This was the way I'd always thought about Prince Charles:-
www.vanityfair.com/style/2017/03/the-isolating-boarding-school-days-of-prince-charles
When Prince Charles hit bottom after his separation from Diana, in 1992, he unburdened himself about the miseries of his youth to Jonathan Dimbleby, who was writing an authorized biography. Dimbleby noted that, as a little boy, Charles was “easily cowed by the forceful personality of his father,” whose rebukes for “a deficiency in behaviour or attitude . . . easily drew tears.” While brusque, Philip was “well-meaning but unimaginative.” Friends who spoke with Charles’s permission described the duke’s “belittling” and even “bullying” his son. Charles was less harsh about his mother, but his opinion had a bitter edge. She was “not indifferent so much as detached.”

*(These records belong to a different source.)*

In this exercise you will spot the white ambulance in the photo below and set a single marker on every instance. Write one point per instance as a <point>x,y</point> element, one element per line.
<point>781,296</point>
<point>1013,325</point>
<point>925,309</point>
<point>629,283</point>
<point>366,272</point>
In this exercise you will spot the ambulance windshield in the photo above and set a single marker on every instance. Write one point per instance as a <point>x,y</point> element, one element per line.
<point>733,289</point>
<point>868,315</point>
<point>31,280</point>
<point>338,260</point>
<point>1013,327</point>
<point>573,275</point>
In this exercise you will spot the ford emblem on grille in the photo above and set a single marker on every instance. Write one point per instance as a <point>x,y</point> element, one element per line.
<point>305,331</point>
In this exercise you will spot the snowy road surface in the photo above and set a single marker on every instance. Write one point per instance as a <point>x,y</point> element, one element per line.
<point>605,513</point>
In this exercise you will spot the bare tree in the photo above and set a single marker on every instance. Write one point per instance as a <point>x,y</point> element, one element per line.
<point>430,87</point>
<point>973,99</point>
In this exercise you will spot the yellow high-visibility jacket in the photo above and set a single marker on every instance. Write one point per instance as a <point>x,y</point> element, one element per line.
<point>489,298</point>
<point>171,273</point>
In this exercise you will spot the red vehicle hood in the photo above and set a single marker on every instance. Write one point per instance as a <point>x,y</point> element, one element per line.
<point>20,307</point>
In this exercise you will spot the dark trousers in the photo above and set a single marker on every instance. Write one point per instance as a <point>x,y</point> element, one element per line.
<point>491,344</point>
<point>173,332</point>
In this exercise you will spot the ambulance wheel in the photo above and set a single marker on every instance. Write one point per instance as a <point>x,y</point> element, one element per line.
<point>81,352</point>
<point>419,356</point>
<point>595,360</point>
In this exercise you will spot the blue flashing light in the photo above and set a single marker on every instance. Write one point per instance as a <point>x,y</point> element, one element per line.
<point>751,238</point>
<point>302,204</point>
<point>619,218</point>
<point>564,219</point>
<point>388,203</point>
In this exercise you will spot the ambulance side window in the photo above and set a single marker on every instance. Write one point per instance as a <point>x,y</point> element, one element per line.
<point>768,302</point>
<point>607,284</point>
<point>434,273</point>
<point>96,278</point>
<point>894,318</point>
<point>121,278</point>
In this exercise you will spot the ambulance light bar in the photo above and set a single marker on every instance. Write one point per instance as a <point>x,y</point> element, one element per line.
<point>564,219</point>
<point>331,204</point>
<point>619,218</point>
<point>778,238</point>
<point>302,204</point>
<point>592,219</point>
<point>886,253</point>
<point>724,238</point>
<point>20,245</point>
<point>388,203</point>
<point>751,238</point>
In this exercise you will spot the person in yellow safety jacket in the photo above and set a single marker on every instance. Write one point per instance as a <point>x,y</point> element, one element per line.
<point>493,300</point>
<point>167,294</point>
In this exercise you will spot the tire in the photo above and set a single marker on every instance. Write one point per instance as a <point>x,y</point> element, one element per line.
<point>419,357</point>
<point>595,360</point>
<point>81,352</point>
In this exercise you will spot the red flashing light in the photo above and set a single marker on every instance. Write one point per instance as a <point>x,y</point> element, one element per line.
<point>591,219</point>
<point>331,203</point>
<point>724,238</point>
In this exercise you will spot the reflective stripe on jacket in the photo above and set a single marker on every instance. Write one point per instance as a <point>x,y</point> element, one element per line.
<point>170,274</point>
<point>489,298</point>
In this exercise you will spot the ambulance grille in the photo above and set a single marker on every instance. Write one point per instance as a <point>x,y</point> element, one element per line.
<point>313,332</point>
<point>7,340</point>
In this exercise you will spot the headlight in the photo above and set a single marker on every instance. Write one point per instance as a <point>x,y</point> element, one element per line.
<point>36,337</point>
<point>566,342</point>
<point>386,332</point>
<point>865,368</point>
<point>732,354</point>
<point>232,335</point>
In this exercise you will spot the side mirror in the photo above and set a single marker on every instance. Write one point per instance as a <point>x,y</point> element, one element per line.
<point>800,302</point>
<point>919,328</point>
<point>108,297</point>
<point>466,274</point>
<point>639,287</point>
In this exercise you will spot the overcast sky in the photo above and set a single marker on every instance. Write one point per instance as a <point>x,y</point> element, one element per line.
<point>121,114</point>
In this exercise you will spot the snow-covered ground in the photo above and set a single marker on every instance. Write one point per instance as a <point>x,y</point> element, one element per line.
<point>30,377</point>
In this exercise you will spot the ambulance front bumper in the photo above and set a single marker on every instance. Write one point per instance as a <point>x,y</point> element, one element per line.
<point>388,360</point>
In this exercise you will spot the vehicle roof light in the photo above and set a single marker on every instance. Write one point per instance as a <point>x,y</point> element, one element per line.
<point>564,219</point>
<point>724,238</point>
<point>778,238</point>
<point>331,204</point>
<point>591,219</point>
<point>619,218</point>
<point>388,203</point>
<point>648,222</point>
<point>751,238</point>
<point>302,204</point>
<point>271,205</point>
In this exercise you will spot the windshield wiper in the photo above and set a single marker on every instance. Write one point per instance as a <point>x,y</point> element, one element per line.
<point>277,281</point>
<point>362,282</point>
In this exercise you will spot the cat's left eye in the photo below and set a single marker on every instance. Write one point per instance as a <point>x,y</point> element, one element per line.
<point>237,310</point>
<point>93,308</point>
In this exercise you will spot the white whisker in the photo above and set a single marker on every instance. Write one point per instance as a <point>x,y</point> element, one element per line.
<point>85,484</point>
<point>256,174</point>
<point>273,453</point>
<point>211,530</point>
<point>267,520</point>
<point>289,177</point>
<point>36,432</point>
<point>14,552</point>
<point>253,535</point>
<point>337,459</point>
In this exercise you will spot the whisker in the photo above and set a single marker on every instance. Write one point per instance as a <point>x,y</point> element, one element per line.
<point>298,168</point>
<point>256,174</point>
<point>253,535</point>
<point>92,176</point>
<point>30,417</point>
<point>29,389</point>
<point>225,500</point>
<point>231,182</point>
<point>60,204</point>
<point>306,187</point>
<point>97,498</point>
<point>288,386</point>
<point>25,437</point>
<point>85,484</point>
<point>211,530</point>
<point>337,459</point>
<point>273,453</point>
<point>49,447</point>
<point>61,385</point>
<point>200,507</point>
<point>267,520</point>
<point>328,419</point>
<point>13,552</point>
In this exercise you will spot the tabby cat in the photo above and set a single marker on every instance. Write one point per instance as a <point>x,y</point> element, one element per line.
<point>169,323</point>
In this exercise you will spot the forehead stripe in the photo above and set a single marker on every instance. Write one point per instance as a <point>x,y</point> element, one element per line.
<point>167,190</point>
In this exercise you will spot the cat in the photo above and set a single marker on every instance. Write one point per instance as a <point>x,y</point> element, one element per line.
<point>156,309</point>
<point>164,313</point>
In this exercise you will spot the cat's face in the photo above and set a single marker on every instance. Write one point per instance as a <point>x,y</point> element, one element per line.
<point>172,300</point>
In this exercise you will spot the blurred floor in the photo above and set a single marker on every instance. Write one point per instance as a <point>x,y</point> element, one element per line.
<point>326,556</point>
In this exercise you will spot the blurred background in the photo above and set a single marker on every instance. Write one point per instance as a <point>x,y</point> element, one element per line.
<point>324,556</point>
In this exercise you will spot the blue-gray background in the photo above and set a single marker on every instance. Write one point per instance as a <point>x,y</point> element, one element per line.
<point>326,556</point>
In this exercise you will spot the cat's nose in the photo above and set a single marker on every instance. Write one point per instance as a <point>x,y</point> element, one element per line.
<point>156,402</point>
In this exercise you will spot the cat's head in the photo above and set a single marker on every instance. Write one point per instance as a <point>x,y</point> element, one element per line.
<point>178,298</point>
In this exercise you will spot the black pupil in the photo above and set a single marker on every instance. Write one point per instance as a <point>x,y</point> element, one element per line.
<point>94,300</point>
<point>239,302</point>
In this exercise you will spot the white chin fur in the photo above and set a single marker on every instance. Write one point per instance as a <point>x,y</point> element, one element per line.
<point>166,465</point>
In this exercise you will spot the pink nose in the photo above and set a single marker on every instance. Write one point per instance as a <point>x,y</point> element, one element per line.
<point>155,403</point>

His father transferred him to Cheam School, in Hampshire, where Philip himself had been sent at the age of eight. Charles was just shy of his ninth birthday but considerably more vulnerable than his father. He suffered from acute homesickness, clutching his teddy bear and weeping frequently in private. “I’ve always preferred my own company or just a one to one,” he has said. As heir to the throne, he made an inviting target for school-mates, who ridiculed his protruding ears and called the pudgy prince “fatty.”
Later he went to Gordonstoun:
www.thesun.co.uk/fabulous/5095441/why-prince-charles-hate-gordonstoun/
Charles did not feel a good fit at Gordonstoun and later labelled it as “a prison sentence”, calling the school “Colditz in kilts”. To top it off, according to fellow school friends, Charles was relentlessly bullied.
Charles wrote in a letter home in 1963 describing the tough time he was having, it read: “The people in my dormitory are foul. Goodness, they are horrid. “I don’t know how anybody could be so foul.” In another, he wrote: “I hardly get any sleep in the House because I snore and I get hit on the head all the time. It’s absolute hell.”
I feel that any kid who gets sent away aged 8 and writes plaintive letters back home which are basically ignored would have some trust issues with his parents.